The family of a Nigerian born doctor, Sebastian Kola Bankole, who is fighting for his life after he was knocked down by a lorry in Las Vegas on February 15, has launched a £250,000 appeal to bring him back to the UK.
The 35-year-old doctor, from the Royal London Hospital, had flown out to Los Angeles before the accident for a friend’s wedding.
His family, who have travelled out to be at his bedside, cannot find a record of him taking out travel insurance so they are faced with paying for his mounting medical bills.
Dr Kola-Bankole, who specialises in infectious diseases, has three broken vertebrae in his neck and has already had emergency operations to his spine, ears and arteries. He is in an induced coma in intensive care at the Sunrise Hospital in Las Vegas and it will be at least two weeks before he is stable enough to be repatriated.
The cost of the treatment and of bringing him back to the UK on a specialist medical flight is estimated to be £250,000.
An online fund for him had today reached £65,000 just 24 hours after it was launched.
A close friend, Dr Pawandeep Sarai, told the Standard: “He is still in a critical condition. We are all doing everything we can for Seb to get
him the treatment he needs and back to the UK. His family are obviously devastated by what has happened.
“Seb is just the most selfless, giving person, everyone who has met him will know what a huge personality he has.
“He volunteers for charities, he is always giving to others.
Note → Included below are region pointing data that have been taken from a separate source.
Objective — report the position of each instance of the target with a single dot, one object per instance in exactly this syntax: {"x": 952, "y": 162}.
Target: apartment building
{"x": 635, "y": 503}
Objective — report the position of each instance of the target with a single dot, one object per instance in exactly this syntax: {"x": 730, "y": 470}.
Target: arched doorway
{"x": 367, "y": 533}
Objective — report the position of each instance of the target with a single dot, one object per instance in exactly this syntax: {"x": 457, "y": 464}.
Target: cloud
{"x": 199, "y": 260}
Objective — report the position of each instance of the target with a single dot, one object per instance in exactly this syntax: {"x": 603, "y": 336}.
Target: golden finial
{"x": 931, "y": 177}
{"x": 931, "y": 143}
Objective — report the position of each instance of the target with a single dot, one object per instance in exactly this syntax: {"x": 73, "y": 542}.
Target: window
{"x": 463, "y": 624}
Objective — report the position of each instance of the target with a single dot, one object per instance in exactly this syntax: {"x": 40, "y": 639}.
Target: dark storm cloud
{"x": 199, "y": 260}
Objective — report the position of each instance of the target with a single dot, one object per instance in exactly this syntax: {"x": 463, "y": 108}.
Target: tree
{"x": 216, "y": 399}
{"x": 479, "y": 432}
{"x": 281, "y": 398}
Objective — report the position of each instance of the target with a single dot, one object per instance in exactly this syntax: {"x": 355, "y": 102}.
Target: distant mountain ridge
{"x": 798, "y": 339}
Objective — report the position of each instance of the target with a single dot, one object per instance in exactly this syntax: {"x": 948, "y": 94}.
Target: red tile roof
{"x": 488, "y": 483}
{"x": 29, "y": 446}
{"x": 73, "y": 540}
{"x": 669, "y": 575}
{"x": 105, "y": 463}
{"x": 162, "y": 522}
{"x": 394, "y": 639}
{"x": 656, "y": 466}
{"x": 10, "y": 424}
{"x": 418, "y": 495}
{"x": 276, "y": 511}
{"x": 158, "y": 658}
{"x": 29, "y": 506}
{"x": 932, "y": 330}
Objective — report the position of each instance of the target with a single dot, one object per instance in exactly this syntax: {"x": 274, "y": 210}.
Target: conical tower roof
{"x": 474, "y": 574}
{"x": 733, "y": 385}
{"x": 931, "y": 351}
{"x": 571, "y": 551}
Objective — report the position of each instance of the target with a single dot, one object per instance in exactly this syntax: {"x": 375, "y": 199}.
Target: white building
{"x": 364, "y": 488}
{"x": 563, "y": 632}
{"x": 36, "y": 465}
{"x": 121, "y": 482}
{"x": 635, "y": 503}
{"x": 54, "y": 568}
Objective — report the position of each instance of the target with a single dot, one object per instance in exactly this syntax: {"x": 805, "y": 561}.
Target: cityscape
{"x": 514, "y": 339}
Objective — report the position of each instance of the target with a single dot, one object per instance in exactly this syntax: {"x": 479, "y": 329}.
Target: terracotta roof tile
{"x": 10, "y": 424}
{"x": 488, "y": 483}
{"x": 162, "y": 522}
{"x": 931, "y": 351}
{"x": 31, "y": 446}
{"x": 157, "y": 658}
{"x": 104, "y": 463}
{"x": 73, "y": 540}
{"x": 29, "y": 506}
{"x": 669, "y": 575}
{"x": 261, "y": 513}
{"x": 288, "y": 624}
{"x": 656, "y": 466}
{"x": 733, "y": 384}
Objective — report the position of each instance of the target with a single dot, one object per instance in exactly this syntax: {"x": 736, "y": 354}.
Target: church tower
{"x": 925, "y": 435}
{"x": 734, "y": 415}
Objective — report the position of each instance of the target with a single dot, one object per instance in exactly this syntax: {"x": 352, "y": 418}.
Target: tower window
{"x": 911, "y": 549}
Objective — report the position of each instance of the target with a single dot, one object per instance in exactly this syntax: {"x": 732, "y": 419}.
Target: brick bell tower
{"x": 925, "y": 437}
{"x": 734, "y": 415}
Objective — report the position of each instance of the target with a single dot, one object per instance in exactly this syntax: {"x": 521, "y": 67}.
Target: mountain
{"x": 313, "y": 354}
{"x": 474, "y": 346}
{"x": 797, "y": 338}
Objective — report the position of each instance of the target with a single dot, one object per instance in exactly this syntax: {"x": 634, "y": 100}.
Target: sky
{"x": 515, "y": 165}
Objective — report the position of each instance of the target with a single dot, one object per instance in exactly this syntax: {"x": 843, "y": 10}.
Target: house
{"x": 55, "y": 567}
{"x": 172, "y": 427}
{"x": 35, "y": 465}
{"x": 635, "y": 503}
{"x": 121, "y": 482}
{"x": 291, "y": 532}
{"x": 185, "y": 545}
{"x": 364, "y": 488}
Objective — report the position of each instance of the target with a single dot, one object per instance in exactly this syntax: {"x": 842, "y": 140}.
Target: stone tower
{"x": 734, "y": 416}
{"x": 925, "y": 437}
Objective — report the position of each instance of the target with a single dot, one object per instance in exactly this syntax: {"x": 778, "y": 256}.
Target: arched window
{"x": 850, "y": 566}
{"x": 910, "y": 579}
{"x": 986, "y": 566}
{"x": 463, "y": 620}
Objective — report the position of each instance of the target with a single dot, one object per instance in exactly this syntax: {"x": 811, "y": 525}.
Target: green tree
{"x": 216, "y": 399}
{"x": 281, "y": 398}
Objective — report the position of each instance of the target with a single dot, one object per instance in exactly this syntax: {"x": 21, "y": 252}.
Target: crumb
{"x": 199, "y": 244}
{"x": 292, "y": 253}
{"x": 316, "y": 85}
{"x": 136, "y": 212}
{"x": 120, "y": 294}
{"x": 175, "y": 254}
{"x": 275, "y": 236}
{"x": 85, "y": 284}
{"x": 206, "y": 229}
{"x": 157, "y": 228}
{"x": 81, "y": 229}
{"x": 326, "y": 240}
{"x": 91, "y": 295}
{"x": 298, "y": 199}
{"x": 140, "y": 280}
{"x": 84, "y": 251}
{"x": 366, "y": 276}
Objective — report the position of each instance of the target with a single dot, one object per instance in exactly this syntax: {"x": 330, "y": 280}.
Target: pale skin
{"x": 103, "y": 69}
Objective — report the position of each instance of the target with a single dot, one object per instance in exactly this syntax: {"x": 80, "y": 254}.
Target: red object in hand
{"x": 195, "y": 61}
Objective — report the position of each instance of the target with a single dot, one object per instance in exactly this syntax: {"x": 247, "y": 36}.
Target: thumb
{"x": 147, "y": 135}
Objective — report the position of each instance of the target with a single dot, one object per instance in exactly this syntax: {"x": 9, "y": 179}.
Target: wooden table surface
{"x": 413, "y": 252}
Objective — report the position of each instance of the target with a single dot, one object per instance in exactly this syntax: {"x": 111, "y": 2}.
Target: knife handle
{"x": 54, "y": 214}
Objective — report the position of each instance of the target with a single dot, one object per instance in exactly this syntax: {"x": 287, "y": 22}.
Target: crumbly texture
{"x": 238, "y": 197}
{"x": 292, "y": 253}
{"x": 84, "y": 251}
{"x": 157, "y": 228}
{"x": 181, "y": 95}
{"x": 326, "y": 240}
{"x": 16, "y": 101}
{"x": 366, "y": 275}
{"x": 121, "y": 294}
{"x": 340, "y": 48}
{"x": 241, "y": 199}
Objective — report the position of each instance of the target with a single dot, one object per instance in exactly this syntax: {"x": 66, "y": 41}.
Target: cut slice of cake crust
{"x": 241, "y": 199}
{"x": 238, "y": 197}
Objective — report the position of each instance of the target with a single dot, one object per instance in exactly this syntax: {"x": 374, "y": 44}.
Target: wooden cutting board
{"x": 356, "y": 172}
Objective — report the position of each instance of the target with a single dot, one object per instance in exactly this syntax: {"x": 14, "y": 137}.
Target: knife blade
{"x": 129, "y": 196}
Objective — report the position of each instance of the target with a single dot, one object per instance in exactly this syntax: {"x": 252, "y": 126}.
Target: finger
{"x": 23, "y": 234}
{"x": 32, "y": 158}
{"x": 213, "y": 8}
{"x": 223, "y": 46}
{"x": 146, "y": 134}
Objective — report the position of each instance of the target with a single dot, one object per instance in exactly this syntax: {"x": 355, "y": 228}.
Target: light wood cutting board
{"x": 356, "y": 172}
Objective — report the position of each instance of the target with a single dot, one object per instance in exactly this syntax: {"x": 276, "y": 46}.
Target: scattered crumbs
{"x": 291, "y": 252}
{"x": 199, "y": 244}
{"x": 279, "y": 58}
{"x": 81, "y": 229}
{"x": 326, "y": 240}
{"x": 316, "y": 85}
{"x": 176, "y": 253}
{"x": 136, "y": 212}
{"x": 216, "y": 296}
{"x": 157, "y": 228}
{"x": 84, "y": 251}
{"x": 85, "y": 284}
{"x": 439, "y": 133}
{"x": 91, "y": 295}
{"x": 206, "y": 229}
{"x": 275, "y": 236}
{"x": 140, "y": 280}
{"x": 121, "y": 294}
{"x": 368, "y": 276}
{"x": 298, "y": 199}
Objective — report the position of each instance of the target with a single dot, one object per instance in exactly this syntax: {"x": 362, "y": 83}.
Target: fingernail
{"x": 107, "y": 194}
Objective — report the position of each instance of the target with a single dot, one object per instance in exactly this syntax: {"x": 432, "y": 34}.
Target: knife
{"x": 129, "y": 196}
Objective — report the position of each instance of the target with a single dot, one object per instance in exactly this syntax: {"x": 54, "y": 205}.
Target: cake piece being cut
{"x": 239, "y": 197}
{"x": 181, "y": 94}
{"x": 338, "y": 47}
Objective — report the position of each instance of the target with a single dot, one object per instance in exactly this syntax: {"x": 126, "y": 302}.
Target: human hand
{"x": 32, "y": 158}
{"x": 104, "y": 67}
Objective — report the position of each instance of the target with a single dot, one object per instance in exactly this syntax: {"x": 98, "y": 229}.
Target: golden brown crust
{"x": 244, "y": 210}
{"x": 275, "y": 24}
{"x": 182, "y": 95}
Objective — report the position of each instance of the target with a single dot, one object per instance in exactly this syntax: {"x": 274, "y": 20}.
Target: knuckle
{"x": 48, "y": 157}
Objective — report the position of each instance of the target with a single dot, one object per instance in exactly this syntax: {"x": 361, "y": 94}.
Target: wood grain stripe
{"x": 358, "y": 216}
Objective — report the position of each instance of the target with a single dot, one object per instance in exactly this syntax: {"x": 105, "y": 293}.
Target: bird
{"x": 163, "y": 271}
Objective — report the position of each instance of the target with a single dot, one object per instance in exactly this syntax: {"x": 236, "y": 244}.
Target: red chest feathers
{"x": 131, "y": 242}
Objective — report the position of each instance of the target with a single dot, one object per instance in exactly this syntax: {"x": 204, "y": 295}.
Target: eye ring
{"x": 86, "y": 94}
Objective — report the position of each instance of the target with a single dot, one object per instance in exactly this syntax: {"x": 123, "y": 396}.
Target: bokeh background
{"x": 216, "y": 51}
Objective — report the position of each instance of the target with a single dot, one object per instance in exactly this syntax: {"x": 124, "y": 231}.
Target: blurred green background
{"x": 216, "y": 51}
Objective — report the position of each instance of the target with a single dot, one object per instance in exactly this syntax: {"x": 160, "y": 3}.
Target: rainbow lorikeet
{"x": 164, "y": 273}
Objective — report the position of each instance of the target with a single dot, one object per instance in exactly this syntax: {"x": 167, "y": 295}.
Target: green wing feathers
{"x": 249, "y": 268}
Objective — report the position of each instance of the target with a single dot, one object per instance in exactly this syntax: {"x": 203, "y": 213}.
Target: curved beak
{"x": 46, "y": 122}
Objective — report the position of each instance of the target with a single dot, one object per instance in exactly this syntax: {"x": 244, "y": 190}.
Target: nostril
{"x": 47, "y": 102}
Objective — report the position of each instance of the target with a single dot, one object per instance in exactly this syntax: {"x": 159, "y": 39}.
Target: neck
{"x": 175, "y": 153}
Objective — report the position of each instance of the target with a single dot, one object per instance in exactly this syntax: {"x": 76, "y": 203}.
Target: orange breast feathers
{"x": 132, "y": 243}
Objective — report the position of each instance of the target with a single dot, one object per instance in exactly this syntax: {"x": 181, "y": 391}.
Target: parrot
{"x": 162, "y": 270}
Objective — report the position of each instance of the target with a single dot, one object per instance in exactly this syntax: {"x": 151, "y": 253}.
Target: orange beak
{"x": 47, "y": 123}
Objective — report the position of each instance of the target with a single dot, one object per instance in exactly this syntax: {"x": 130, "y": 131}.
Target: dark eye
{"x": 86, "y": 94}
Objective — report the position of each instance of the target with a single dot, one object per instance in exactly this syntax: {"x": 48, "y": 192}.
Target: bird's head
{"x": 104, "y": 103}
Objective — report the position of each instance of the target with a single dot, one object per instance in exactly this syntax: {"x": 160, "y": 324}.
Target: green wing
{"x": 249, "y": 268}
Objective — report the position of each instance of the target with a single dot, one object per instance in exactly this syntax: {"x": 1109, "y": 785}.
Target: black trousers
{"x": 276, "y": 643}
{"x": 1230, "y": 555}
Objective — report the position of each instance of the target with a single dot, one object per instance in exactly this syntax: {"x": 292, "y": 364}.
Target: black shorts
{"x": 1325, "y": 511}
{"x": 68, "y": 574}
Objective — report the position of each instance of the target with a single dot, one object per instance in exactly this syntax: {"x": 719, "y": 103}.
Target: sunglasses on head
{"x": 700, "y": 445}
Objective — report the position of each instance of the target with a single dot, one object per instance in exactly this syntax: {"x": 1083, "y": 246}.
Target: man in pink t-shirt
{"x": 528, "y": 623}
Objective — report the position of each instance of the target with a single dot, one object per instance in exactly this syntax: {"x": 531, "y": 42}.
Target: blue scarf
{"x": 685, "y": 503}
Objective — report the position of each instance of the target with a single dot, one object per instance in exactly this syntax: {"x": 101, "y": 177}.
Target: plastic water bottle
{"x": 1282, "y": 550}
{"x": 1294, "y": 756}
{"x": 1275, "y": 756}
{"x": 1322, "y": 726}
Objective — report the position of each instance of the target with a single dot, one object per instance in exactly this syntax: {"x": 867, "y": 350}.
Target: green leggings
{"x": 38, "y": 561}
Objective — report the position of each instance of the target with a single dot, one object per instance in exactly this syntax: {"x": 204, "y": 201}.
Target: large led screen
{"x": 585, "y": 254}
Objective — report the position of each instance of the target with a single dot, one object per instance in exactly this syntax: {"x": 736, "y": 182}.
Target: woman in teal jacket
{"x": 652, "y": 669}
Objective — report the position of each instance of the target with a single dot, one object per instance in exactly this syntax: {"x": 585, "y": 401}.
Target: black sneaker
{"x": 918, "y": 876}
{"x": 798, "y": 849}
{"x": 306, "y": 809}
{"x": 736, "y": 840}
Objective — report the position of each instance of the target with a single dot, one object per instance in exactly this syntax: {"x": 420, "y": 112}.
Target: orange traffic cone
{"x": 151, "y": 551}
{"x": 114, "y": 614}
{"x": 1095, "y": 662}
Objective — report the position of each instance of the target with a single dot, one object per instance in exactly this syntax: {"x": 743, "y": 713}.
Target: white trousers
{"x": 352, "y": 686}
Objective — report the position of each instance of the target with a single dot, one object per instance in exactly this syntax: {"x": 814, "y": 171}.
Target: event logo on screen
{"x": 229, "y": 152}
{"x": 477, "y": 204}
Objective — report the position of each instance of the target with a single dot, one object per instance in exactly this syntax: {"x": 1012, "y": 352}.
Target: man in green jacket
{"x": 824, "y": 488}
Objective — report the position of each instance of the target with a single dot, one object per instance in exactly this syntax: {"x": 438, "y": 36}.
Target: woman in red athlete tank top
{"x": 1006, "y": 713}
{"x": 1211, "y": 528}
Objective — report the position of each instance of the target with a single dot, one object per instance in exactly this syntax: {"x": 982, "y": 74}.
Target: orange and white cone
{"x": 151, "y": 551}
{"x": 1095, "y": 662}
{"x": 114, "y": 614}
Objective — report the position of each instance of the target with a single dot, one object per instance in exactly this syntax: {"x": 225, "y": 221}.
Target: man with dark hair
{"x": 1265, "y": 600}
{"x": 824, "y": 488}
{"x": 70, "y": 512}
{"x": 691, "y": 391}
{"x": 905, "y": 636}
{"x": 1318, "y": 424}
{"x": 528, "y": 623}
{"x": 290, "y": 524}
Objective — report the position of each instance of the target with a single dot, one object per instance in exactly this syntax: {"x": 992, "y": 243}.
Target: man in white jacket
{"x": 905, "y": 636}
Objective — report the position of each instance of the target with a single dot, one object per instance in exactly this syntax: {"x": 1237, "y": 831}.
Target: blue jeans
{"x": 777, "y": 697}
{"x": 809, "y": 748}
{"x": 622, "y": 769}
He’s a very dear friend and a very caring doctor and he needs our help to get home.”
Dr Kola-Bankole is believed to have been hit outside the Hard Rock Hotel and Casino. The collision is currently being investigated by Las Vegas police.
His friends, many of whom are doctors, are now looking for a suitable hospital in London that will agree to take him.
It is thought St Mary’s in Paddington could provide treatment.
Dr Sarai said: “Seb is usually incredibly organised, but we can’t find any insurance for this trip… we’ve been on his email and looked in his flat.
“We are working on the assumption there is no insurance.”